Eye For Film >> Movies >> Knots: A Forced Marriage Story (2020) Film Review
Knots: A Forced Marriage Story
Reviewed by: Jennie Kermode
What do you think of when you hear about child marriage? There's a widespread assumption that it doesn't happen in the Western world, but in fact there are six states in the US where, with parental consent, marriage can take place below the age of 16. In Massachusetts the lower limit is 12. In Mississippi and California, there is no lower limit at all. The consequence of this is not simply naïve youngsters rushing into major commitments on the basis of first love; it is, all too often, girls being pressured into marriage by their parents. In one case which this documentary makes reference to, it was a girl being forced to marry the man who raped her.
The bulk of the film follows three women's stories. Fraidy, in New York, was raised in an Orthodox Jewish family and expected to have an arranged marriage, but found nobody willing to listen to her concerns or to help when she ended up with a husband who abused her. Nina, in Michigan, was raised in a patriarchal Christian family and coerced into marrying a man of her father's choosing. Sara, in California, tried to break away from her situation but was kidnapped by her father during a visit and forced to marry a man 13 years her senior.
If this doesn't sound bad enough, there's more. Child marriage in the US does not confer any of the other rights of adulthood. Children essentially become the wards of their older spouses. This means that if they try to leave - for instance, because they're facing violence - the police won't help them, and neither will most shelters. They'll be treated as runaways and returned to their marital homes. In effect, until they reach the age of majority, they are little more than slaves.
In light of the horror that this will induce in most viewers, director Kate Ryan Brewer deserves credit for choosing stories which, whilst powerful, don't lend themselves to easy sensationalism. The women are all good witnesses, able to describe their experiences in insightful ways without letting us forget how vulnerable they were when it all happened. Could they have refused? Could hey have run away? These questions are addressed with sensitivity and patience, reminding viewers how much harder it is to assert oneself as a child when all the adults in one's life seem to agree with each other. In Nina's case, she had been taught throughout her childhood that it wasn't her place to question male authority. In Fraidy's, walking away would mean being rejected by her whole community.

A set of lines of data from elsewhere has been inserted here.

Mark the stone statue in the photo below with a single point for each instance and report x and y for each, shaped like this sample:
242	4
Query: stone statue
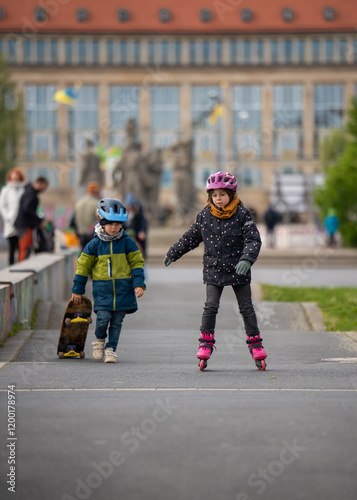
90	167
184	180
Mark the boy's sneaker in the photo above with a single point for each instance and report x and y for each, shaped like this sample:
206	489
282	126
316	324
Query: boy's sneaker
98	348
110	356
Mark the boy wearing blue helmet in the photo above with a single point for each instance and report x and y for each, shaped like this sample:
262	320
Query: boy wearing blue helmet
117	268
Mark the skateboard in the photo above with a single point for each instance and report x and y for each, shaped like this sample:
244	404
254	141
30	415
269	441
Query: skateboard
74	329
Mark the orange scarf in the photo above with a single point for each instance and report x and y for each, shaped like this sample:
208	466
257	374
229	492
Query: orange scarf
227	211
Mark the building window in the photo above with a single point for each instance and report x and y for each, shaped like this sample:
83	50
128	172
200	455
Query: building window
234	51
206	15
343	48
137	51
246	15
288	117
288	106
151	50
207	135
110	52
329	46
41	122
260	51
288	51
316	51
68	51
192	51
164	15
83	120
95	51
123	15
329	14
124	104
219	49
123	52
165	52
165	115
301	51
12	48
206	51
26	47
247	52
329	106
40	51
40	15
247	106
274	51
177	52
287	14
82	52
53	51
82	15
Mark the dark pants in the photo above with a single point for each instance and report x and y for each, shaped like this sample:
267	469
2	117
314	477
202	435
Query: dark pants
13	247
246	308
113	319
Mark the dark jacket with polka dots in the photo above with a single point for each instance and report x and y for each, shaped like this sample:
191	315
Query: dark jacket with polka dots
226	241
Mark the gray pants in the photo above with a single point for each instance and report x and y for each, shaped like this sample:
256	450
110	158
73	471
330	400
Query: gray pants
246	308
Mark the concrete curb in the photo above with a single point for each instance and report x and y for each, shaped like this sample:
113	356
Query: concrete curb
314	316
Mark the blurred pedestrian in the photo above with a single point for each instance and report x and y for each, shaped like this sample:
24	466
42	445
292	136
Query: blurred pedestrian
271	218
85	214
136	225
27	219
331	225
9	205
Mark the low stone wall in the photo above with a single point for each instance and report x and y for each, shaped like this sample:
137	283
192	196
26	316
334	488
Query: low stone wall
46	277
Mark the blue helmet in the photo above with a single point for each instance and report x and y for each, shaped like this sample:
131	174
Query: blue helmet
112	210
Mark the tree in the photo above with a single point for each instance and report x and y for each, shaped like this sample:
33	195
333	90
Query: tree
340	188
11	121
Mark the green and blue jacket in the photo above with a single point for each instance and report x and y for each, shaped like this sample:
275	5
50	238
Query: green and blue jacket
117	268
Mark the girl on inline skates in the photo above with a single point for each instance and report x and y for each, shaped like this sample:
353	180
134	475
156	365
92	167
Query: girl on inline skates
232	244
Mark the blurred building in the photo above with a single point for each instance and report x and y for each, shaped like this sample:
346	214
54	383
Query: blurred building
256	84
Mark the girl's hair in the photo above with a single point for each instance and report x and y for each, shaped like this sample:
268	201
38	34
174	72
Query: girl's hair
15	171
232	195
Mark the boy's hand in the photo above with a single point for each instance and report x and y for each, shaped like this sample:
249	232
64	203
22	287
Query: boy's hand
139	292
77	299
243	267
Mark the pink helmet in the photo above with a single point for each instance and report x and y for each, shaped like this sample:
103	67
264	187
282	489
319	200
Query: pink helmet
221	180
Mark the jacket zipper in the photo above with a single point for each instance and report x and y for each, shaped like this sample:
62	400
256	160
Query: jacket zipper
110	268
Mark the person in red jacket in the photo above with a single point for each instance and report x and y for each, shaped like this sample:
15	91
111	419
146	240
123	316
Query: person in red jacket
27	218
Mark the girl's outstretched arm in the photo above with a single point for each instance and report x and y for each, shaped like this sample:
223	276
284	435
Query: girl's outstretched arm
188	241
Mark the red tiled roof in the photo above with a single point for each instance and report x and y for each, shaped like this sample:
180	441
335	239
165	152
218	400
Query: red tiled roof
185	16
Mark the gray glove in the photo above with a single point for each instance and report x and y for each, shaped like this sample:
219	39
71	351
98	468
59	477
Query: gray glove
243	267
167	261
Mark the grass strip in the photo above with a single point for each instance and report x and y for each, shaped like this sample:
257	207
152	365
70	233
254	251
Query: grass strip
338	305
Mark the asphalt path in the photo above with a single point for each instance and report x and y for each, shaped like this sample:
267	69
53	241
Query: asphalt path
153	426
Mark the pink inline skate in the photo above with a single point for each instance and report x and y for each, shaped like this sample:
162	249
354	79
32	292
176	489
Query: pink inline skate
206	347
257	351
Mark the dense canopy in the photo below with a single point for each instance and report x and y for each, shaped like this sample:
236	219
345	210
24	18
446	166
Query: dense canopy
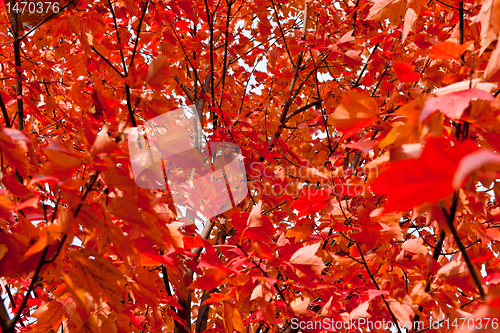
369	132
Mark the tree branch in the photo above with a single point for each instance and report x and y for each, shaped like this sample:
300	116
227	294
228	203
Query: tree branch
5	114
463	250
378	288
138	33
46	20
107	61
366	64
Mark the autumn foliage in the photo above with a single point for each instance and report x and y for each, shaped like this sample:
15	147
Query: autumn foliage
370	131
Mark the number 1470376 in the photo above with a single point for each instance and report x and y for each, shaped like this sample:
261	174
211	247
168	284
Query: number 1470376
32	7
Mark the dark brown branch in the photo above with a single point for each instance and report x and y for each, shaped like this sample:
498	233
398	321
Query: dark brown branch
378	288
138	33
366	65
301	109
387	65
355	15
118	37
463	250
282	34
107	61
226	44
11	324
435	256
19	84
46	20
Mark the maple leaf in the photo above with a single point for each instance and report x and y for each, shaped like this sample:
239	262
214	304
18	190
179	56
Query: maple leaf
355	112
405	72
448	50
489	17
492	72
407	185
454	104
307	260
393	10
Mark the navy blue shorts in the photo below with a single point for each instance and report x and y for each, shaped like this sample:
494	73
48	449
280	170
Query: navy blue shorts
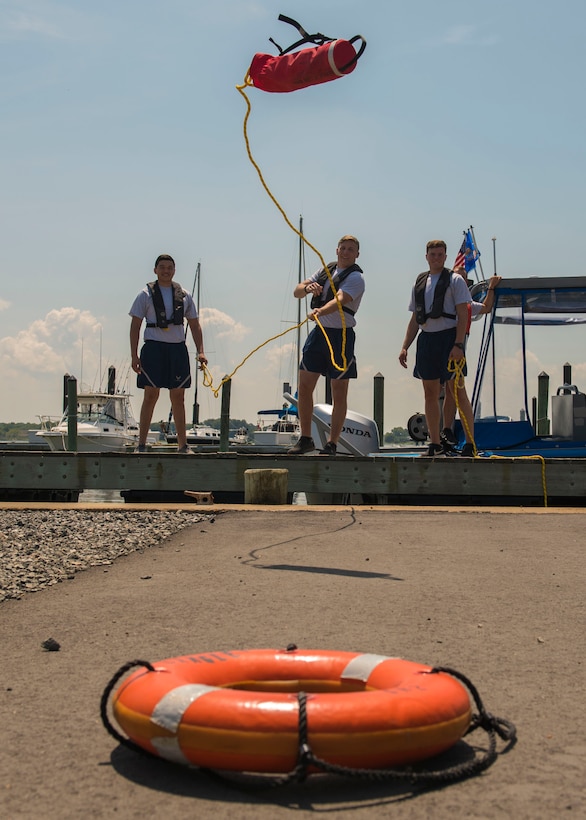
318	359
433	353
164	365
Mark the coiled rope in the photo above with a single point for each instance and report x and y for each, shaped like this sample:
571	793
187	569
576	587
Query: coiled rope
242	91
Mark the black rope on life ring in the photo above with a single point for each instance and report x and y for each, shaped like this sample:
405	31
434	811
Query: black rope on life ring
124	741
492	725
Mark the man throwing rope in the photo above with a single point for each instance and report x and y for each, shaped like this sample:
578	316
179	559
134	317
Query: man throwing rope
336	312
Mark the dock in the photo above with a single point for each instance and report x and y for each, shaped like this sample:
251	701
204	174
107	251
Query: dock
379	479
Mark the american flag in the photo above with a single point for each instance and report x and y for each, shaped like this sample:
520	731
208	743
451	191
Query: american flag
468	253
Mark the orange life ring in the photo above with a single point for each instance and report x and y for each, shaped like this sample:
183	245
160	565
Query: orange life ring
239	710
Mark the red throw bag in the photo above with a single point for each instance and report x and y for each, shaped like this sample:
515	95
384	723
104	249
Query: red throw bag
299	69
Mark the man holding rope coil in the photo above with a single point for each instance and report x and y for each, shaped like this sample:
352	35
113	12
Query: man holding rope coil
336	314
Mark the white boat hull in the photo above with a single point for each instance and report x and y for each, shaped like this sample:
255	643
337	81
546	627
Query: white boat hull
97	441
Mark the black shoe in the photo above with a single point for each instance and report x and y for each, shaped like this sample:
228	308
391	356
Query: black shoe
435	451
448	440
447	436
304	445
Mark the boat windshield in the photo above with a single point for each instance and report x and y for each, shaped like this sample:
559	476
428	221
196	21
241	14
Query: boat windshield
95	409
536	329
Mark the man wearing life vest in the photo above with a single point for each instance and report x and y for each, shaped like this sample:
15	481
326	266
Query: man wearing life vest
477	309
439	317
317	358
164	359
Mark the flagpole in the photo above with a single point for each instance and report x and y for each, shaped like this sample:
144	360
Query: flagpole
494	253
476	246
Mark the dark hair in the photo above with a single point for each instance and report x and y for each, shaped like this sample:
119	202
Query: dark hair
164	257
436	243
349	238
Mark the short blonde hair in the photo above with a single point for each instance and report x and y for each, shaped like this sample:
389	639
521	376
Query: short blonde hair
349	238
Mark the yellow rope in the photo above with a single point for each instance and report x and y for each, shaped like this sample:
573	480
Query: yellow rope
207	380
343	367
457	367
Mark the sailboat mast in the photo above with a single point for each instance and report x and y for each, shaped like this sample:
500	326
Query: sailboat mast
197	279
299	281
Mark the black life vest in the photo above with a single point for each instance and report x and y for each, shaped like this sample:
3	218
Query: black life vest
437	308
159	305
324	280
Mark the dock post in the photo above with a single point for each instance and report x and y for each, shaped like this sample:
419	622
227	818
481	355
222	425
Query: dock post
72	414
542	404
567	374
379	405
265	486
225	416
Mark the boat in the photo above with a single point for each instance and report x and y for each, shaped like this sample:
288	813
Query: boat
105	422
533	319
281	433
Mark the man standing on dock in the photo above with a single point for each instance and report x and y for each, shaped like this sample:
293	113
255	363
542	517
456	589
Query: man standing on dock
439	309
164	359
317	358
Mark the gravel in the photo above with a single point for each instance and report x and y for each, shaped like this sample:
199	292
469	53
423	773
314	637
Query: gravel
42	548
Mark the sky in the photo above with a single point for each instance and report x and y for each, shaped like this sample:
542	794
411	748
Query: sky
122	138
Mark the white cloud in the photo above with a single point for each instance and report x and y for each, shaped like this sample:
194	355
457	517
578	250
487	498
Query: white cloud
222	325
53	344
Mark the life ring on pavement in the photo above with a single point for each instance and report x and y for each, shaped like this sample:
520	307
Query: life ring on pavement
239	710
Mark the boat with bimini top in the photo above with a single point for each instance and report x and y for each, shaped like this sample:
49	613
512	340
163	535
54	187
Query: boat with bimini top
533	319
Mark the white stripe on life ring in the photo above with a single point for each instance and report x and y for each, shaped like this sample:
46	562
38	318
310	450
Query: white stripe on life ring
331	61
169	711
361	667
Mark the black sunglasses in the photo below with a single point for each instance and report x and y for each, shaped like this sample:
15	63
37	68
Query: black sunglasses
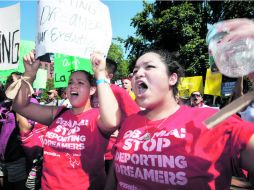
196	95
4	115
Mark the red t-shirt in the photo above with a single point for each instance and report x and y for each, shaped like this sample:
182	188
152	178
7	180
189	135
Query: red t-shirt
128	106
182	153
74	153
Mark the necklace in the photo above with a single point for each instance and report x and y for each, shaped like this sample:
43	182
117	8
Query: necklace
147	136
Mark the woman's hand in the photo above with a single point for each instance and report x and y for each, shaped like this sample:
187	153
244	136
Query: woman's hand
98	65
31	64
237	29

Where the film is less successful is in its use of dance to link segments of the film together. This is designed around a theme of knots and, whilst it's not badly delivered, feels out of place, its artiness awkwardly juxtaposed with the raw honesty of the women's accounts. It slows down the film, whilst the heavy-handed score tells viewers what to feel rather than leaving them room to explore the emotional nuance of the stories. Despite the horrific nature of those tales, there's a reason why these women are here to tell them. At a individual level, their resilience, and the cleverness that eventually enabled them to escape, are just as worthy of attention as their suffering.
In conjunction with this latter element, Brewer also gives us a look inside the organisations that do exist to try to help children who are facing what they have gone through. It looks at efforts to change the law and the disturbing opposition that some of those efforts have met with. There are deeper themes here about the perception of children as property and efforts to strip away hard-won rights from women. One of the film's strongest aspects is the way it illustrates that no matter where in the world one lives, it's all too easy to grow up unaware of one's rights and options due to the influence of family and community.
Knots will doubtless shock many viewers, but it's more than just an exposé. There are serious questions here about how this situation has lasted so long, and what can be done about it. Brewer strikes a good balance between addressing these and ensuring that we never lose sight of the human cost of it all.